Conformance requirements are expressed with a combination of descriptive assertions and [RFC2119] terminology. The key words “MUST”, “MUST NOT”, “REQUIRED”, “SHALL”, “SHALL NOT”, “SHOULD”, “SHOULD NOT”, “RECOMMENDED”, “MAY”, and “OPTIONAL” in the normative parts of this document are to be interpreted as described in [RFC2119]. However, for readability, these words do not appear in all uppercase letters in this specification.
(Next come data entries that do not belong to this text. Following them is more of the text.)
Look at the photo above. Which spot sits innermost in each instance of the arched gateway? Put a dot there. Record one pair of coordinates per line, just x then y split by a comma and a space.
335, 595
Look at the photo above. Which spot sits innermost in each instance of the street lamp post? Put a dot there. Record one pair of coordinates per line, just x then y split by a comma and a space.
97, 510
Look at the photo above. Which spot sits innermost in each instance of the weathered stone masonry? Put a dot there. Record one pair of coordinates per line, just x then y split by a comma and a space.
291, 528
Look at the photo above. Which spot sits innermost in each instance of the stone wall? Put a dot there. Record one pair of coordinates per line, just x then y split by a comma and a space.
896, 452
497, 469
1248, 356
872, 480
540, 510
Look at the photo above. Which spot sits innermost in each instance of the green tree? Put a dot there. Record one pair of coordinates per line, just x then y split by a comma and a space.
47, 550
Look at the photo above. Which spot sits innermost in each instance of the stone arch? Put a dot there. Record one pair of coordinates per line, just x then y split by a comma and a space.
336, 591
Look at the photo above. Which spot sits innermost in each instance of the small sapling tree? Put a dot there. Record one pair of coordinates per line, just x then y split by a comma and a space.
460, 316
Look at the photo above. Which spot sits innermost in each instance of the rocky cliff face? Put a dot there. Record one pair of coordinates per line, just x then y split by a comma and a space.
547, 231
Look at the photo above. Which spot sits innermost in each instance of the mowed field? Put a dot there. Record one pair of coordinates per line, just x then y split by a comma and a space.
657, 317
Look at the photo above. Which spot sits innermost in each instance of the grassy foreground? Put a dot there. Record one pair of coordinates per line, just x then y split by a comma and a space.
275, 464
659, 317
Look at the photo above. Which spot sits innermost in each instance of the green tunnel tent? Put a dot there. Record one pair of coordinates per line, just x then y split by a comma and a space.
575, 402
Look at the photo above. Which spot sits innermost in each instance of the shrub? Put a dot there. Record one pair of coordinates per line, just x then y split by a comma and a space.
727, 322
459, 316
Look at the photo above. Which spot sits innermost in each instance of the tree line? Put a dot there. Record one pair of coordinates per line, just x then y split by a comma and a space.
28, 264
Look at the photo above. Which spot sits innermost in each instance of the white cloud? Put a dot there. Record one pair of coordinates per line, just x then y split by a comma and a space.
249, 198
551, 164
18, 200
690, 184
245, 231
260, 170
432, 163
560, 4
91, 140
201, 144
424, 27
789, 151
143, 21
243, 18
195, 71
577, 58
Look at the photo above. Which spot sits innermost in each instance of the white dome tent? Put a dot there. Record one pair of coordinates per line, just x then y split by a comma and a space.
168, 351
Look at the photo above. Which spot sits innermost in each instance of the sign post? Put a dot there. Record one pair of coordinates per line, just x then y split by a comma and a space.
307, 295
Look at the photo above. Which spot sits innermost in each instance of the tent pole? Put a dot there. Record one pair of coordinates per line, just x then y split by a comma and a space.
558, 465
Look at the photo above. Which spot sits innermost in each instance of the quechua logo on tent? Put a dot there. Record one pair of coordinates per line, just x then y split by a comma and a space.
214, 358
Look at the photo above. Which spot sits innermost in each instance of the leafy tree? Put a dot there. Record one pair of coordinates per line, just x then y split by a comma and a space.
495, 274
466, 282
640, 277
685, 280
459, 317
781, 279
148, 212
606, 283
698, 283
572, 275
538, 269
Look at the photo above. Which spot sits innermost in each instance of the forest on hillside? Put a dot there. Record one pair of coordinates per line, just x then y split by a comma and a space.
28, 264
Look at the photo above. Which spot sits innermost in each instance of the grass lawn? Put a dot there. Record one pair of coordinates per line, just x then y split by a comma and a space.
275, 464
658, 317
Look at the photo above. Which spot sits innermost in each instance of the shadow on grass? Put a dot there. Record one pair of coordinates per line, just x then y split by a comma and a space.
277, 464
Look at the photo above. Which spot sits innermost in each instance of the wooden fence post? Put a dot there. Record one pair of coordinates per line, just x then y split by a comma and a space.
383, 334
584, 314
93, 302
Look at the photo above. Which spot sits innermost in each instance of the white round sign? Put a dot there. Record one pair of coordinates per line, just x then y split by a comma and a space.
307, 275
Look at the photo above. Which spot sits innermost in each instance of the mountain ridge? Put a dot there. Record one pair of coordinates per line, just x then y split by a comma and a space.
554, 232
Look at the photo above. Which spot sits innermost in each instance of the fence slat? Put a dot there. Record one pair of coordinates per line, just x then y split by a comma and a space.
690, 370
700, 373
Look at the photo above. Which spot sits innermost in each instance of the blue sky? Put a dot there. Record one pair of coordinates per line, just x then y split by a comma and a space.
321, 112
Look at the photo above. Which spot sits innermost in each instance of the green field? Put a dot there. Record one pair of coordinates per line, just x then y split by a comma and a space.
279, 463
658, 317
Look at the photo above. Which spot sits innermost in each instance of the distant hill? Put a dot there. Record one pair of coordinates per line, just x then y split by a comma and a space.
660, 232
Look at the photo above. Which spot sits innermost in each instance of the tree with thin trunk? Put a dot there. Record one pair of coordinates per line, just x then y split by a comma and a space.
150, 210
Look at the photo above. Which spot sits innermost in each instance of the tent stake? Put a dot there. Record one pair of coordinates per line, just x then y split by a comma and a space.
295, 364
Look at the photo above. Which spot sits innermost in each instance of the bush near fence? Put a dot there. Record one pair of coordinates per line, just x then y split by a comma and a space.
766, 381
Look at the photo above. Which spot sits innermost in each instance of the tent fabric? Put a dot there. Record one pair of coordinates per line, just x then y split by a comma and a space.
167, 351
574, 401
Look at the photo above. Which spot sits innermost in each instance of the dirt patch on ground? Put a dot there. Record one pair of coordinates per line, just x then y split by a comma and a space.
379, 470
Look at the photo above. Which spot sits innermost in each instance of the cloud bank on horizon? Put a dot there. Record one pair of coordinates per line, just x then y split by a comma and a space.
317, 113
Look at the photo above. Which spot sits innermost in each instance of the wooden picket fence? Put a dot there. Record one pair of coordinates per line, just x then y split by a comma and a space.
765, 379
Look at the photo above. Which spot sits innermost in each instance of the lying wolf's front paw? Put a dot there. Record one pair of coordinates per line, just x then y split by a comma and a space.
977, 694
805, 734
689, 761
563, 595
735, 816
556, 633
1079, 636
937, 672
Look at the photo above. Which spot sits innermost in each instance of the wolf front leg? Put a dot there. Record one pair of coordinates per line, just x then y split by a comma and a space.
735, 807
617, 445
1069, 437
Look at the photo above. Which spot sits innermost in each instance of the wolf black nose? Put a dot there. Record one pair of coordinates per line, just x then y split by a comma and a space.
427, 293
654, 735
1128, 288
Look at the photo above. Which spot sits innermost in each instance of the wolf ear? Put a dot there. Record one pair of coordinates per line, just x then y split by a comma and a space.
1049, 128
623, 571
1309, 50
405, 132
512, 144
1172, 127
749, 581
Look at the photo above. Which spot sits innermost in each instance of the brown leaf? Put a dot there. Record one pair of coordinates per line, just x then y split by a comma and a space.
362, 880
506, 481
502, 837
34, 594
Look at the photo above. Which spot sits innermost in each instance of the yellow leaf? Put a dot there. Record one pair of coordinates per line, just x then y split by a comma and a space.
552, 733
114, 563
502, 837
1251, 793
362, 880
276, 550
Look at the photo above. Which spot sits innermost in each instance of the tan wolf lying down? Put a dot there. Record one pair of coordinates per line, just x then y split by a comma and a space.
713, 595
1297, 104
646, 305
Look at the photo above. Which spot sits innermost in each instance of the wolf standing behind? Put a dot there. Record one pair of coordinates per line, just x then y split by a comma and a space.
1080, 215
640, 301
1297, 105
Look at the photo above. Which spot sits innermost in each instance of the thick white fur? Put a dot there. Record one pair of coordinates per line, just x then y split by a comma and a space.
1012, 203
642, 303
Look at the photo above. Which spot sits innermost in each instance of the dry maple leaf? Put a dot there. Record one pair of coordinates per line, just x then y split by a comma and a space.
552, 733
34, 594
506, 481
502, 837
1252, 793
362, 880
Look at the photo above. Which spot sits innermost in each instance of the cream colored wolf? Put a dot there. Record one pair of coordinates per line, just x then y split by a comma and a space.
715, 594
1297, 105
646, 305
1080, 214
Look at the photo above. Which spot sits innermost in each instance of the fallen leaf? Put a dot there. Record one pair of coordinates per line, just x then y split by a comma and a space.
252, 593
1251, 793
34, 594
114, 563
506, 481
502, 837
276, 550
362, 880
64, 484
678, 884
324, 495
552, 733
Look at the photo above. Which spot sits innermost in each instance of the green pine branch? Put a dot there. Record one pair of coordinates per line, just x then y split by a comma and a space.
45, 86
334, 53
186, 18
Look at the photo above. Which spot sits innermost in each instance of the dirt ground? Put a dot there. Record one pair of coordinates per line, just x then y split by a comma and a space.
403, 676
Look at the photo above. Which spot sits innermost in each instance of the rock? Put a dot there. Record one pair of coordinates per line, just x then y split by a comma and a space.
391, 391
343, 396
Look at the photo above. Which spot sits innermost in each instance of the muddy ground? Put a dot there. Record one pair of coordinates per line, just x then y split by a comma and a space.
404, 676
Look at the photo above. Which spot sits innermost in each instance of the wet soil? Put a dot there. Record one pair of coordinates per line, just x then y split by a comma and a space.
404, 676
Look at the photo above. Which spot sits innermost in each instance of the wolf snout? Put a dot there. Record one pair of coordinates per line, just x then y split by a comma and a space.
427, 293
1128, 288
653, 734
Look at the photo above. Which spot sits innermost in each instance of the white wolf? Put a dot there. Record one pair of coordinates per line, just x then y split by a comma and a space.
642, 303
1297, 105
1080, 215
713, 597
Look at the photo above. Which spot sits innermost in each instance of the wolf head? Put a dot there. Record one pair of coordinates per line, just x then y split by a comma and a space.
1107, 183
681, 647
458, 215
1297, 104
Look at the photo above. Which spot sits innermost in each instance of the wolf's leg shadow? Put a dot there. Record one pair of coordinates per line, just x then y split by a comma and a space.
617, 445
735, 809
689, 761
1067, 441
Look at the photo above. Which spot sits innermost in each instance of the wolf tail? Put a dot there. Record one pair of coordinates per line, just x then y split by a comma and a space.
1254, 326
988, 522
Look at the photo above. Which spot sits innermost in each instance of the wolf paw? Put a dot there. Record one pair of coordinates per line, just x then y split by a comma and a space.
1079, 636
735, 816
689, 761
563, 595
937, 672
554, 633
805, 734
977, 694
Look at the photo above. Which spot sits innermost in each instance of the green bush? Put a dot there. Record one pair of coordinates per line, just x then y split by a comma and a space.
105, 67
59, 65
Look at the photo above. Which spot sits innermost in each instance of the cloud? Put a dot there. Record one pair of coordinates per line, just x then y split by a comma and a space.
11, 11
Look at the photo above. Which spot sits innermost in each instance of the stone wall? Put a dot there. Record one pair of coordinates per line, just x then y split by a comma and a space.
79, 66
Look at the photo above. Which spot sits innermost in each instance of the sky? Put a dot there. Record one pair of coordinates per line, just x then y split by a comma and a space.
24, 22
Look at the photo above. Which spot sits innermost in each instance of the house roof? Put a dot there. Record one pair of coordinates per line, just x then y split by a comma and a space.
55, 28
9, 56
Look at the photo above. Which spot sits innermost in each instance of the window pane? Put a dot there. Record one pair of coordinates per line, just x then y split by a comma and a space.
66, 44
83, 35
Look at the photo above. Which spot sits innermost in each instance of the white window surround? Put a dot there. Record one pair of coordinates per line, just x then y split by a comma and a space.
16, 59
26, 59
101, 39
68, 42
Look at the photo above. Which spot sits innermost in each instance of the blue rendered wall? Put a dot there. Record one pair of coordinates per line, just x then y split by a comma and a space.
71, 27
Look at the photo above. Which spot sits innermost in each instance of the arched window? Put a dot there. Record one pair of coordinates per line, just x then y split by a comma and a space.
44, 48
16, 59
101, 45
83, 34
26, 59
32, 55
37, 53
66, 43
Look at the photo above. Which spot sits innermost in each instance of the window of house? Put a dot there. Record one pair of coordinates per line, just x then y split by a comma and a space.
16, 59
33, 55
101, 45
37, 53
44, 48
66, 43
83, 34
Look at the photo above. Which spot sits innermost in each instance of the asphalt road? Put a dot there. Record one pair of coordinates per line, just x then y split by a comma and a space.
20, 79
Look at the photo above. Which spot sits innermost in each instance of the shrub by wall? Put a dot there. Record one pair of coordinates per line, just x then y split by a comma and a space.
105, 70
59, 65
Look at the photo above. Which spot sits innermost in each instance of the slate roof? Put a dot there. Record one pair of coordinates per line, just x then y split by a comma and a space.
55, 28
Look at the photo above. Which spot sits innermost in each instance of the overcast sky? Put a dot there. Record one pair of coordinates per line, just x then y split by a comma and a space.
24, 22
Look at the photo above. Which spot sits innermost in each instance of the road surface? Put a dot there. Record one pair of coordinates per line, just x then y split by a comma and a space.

All of the text of this specification is normative except sections explicitly marked as non-normative, examples, and notes. Examples in this specification are introduced with the words “for example”.

Codec name#

The value of the name member in the codec object MUST be bytes.

Configuration parameters#

endian:: Required for data types for which endianness is applicable. For example, this includes multi-byte data types, such as uint16 and int32, but not single-byte data types, such as uint8 or bool. If present, the value MUST be a string equal to either "big" or "little".

Format and algorithm#

This is an array -> bytes codec.

Each element of the array is encoded using the specified endian variant of its binary representation listed below. Array elements are encoded in lexicographical order. For example, with endian specified as big, the int32 data type is encoded as a 4-byte big endian two’s complement integer, and the complex128 data type is encoded as two consecutive 8-byte big endian IEEE 754 binary64 values.

Supported data types#
Identifier	Binary representation
`bool`	Single byte, with false encoded as `\\x00` and true encoded as `\\x01`. Does not depend on `endian` parameter.
`int8`	1 byte two’s complement. Does not depend on `endian` parameter.
`int16`	2-byte two’s complement
`int32`	4-byte two’s complement
`int64`	8-byte two’s complement
`uint8`	1 byte. Does not depend on `endian` parameter.
`uint16`	2-byte
`uint32`	4-byte
`uint64`	8-byte
`float16` (optionally supported)	2-byte IEEE 754 binary16
`float32`	4-byte IEEE 754 binary32
`float64`	8-byte IEEE 754 binary64
`complex64`	2 consecutive 4-byte IEEE 754 binary32 values (real component followed by imaginary component)
`complex128`	2 consecutive 8-byte IEEE 754 binary64 values (real component followed by imaginary component)
`r*`	number of bits, which must be a multiple of 8, given by `*`.

Note

To encode elements in a different order than lexicographical order (C order/row major), the transpose codec may be specified.

References#

[RFC2119] (1,2)

S. Bradner. Key words for use in RFCs to Indicate Requirement Levels. March 1997. Best Current Practice. URL: https://tools.ietf.org/html/rfc2119

Change log#

endian codec was renamed to bytes codec. PR #263